Well here’s the other deal. You may be surprised to learn this one, but it’s true. Not all black people think exactly alike. I know. I know. That’s revolutionary stuff. But some black people are conservative. Other black people are progressive. Some black folks think abortion should be illegal. Black folks, just like all people, are individuals who have their own individual perspectives on things. Mr. Obama is not Rev. Wright. Just because he might have heard him say something that some white folks might find offensive has nothing to do with what Mr. Obama actually thinks or will actually do as president. Nor is it any barometer for his own character or his judgement. In what way does his sitting in a church relate to his ability to make good decisions? A church is not a man. A church is a complex social organization that is run by dozens of people, by committees and boards; and in the case of Trinity United, an organization that does some pretty fine charitable work for its community. The only judgement Mr. Obama made was to be part of that community and, at worst, listen someone who he may not agree with for an hour on Sundays.

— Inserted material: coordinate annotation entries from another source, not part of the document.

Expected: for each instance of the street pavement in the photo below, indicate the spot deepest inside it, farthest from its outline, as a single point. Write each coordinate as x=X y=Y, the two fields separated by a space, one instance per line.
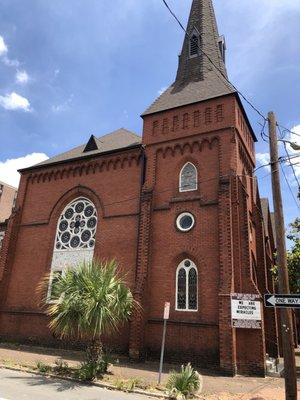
x=15 y=385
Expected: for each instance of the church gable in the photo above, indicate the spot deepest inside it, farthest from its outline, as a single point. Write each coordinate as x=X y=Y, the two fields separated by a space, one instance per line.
x=117 y=140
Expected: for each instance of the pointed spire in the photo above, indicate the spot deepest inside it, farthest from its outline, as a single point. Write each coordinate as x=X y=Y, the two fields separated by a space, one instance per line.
x=91 y=144
x=202 y=32
x=197 y=79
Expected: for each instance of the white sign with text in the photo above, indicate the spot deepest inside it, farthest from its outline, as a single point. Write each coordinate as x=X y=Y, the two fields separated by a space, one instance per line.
x=246 y=311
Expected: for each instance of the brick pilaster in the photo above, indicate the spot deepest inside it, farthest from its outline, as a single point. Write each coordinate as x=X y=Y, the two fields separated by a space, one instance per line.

This is not a test of Mr. Obama’s patriotism. Of course Mr. Obama loves his country. How do I know this? Because he is running for president. People who do not love their country do not run for elected office. They blow up Federal Buildings. They send bombs through the U.S. Postal Service. Do you really believe that Mr. Obama is running for president because he thinks America is cesspool of depravity? That white folks are the devil?

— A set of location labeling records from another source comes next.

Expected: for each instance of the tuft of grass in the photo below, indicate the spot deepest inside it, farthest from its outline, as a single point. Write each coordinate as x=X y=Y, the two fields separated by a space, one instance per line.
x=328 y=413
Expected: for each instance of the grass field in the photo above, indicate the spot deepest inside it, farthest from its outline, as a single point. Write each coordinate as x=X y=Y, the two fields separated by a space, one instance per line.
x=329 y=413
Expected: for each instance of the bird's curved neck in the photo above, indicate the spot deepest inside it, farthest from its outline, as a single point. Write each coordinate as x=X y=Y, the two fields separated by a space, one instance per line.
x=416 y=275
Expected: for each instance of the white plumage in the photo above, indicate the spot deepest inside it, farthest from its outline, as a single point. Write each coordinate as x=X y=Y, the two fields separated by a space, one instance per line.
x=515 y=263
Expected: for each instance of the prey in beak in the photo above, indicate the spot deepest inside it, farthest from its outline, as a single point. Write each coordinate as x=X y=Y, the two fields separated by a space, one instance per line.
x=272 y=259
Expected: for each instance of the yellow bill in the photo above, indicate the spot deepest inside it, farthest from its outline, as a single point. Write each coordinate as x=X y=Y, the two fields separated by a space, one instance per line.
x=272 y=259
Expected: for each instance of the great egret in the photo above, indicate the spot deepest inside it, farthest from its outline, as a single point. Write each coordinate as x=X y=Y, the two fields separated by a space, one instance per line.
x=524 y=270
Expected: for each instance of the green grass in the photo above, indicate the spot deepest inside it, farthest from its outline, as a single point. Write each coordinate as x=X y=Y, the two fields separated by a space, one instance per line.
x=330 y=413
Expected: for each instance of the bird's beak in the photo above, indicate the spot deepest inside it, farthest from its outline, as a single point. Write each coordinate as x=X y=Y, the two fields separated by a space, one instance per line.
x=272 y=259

Alright media. You want to talk about offensive things people say that our elected officials may or may not have heard and may or may not agree with? We can go down that road. But it makes far more sense to me to go down the road of questioning the actually offensive things actual elected officials have said or done that have caused actual physical harm.

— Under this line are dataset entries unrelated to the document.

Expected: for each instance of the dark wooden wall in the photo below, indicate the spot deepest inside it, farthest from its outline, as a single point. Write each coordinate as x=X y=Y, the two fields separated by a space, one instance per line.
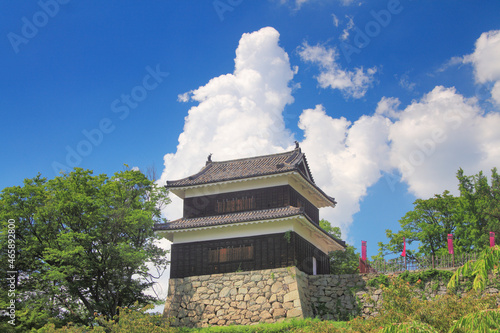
x=267 y=251
x=258 y=199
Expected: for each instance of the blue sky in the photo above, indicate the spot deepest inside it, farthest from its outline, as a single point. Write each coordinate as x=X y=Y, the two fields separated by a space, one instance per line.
x=387 y=98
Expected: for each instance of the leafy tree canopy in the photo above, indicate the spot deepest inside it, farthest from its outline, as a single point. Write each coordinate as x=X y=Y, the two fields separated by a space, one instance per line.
x=82 y=244
x=341 y=262
x=469 y=217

To give you a taste of what that would like, here’s a quote from an advisor to our current President:
If a government defendant were to harm an enemy combatant during an interrogation in a manner that might arguably violate a criminal prohibition, he would be doing so in order to prevent further attacks on the United States by the al Qaeda terrorist network. In that case, we believe that he could argue that the executive branch’s constitutional authority to protect the nation from attack justified his actions.
And I ask you: why has this been largely ignored by the mainstream media? Here is a man who works for the Bush administration who provides legal council on how to justify interrogation techniques that would “arguably violate criminal prohibition” (i.e., torture people), and rather than spill some ink on this issue, we get an endless parade of articles about the opinions of a man who worked at a church the Obamas go to. Not a top advisor to the Obama campaign; not a man who will likely be given a Cabinet position; a preacher. A preacher with opinions you might not like, but still just a preacher.
So let it go, Big Media. What Rev. Wright says and does only matters to you. It only matters to the American people because you keep bringing it up. If you brought up the war more often or the John Yoo “torture memos” more often or social inequality and injustice more often maybe Rev. Wright would have less of a reason to be so pissed off.